The academics on the show said he was a kind of "everyman" filled with the fears and phobias of the average human being. So how realistic was his reaction to finding gold on his shipwrecked ship when he knew he had no need for it?
Daniel Defoe wrote: "I had been now thirteen days on shore, and had been eleven times on board the ship; in which time I had brought away all that one pair of hands could well be supposed capable to bring…"
But as the wind began to rise he decided to make another trip during which: “I discovered a locker with drawers in it, in one of which I found tow or three razors, and one pair of large scissors, with some ten or a dozen good knives and forks; in another I found about thirty pounds value in money; some European, some American, some gold, and some silver coin.
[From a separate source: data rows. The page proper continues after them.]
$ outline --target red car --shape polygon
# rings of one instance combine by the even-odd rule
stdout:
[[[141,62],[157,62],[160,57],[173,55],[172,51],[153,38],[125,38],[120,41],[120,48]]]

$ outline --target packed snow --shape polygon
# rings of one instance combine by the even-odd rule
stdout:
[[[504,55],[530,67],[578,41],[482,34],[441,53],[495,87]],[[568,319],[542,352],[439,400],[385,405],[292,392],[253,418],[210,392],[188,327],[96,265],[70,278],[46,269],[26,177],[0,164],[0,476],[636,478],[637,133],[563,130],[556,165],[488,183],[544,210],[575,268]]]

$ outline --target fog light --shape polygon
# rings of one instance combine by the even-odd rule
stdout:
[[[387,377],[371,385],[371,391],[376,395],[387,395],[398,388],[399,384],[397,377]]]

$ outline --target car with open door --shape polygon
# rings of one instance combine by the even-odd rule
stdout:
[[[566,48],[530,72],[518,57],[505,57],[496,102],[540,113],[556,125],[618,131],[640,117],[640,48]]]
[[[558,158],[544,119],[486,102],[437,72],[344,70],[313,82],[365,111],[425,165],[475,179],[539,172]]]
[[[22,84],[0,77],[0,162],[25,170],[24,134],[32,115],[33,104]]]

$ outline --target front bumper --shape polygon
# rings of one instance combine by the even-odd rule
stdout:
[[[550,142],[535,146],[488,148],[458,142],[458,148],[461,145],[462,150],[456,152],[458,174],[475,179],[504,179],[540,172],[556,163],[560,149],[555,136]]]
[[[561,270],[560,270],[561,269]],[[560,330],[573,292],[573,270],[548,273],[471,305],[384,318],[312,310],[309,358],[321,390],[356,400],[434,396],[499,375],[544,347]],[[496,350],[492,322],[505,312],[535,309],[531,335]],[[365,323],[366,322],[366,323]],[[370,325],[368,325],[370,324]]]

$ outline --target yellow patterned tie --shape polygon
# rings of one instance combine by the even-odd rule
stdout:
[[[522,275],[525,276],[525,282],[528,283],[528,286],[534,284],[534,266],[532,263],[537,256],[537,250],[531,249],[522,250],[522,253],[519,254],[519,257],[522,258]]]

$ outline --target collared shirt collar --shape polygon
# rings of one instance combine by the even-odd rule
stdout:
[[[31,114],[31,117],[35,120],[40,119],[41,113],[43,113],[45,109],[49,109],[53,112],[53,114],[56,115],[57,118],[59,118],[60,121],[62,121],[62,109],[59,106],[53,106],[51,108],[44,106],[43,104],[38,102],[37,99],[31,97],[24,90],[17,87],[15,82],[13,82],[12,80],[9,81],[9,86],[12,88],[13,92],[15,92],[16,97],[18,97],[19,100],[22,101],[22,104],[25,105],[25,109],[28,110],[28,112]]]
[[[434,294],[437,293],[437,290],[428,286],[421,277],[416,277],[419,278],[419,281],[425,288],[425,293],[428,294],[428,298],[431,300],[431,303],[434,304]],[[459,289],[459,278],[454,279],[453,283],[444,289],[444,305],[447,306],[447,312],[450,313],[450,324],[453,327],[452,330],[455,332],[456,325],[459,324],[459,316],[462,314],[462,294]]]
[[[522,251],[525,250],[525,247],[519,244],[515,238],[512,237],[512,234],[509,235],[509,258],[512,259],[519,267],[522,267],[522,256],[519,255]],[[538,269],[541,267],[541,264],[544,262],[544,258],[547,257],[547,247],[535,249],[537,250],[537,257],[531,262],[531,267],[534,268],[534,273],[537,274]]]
“I smiled to myself at the sight of this money: o drug! I exclaimed, what art thou good for? Thou art not worth to me, no not the taking off the ground; one of those knives is worth all this heap; I have no manner of use for thee; e’en remain where thou art, and go to the bottom, as a thing not worth saving.”
“However, upon second thoughts, I took it away, and wrapping all this in a piece of canvas, I began to think of making another raft…” but didn't due to the rising storm and carried the gold with him despite the problems the extra weight caused him.